Now, he’s able to travel the world, work remotely, spend more time with his children and devote himself to developing a video game based on his series of books.
To appeal to workers tempted by better opportunities, law enforcement leaders are trying to meet prospective officers where they are, with an emphasis on diversity.
Taylor Reeves, the officer in charge of recruiting for the police department in Tacoma, Washington, sets up an information booth at events around the city, including the recent Vietnamese Lunar New Year festival, to encourage people who haven’t thought about a career in law enforcement to give it a try.
Even in cities without police shortages, law enforcement leaders are trying to stave off future shortages by amping up their college recruitment. In Missouri’s capital, Jefferson City Police Lt. David Williams doubles as an instructor at Lincoln University’s Law Enforcement Training Academy, which, in 2021, became the nation’s first police academy at a historically Black college or university.
Williams said his department has held steady at 90 people until last year, when it hired an additional officer to help manage the agency’s move to using bodycams. He was surprised that government jobs fell at the same rate as police jobs between 2020 and 2021, but he attributed the government exodus to COVID.
Fewer people are becoming cops because fewer people than ever see it as a calling, Williams said: “I hope with all my heart that it gets better, but I think it’s going to get more difficult for a while before it gets better.”

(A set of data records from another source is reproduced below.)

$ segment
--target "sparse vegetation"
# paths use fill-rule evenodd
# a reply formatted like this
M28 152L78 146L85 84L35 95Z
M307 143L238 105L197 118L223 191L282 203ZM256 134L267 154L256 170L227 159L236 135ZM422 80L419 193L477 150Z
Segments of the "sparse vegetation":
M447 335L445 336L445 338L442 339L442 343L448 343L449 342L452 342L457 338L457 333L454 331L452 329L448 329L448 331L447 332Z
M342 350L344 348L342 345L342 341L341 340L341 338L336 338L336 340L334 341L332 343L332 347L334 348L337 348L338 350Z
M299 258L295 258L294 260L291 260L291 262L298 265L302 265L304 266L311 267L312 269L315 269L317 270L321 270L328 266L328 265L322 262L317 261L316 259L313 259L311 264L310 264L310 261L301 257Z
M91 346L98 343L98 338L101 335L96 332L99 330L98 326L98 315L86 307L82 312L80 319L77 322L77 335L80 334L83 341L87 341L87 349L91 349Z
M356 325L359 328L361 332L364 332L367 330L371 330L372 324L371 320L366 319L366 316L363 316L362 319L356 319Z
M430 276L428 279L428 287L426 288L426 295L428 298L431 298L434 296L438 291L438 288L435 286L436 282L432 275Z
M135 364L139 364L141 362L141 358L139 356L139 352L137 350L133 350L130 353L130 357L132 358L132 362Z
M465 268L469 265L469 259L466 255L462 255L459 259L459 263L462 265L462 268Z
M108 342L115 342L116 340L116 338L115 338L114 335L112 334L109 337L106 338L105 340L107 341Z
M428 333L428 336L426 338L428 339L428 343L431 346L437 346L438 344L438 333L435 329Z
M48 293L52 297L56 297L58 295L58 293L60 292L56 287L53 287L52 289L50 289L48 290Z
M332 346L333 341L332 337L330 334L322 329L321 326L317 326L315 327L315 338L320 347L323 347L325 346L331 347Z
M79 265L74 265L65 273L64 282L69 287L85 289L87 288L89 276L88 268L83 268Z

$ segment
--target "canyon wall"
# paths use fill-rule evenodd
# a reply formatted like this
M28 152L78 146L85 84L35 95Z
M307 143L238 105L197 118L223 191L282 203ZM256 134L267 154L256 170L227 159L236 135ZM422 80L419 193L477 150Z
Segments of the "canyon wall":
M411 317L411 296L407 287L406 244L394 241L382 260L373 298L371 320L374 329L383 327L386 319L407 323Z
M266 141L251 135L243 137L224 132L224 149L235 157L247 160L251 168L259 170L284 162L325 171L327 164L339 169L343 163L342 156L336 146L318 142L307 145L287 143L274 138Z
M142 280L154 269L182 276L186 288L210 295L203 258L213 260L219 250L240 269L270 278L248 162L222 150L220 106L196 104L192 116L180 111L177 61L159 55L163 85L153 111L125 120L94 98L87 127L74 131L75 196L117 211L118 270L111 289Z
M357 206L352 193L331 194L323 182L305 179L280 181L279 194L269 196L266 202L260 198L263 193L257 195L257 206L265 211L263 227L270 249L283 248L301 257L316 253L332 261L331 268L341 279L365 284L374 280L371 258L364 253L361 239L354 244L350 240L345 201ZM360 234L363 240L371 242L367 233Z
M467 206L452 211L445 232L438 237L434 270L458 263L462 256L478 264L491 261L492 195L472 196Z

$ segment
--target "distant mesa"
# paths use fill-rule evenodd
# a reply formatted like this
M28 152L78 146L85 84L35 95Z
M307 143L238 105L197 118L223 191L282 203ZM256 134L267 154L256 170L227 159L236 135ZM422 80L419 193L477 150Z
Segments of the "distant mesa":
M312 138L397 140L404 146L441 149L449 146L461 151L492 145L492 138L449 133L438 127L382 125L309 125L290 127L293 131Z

Ohnesorge is more optimistic, at least in the short term. With growing predictions that the economy may be headed into a recession, he is banking on historical trends of people flocking to government jobs for stability during harsher economic times.
Long term, however, he’s cautious. “People aren’t looking as much for a 30-year career in the same place,” he said. “They’re looking for a place where they can work 3 to 5 years and then move to something else.”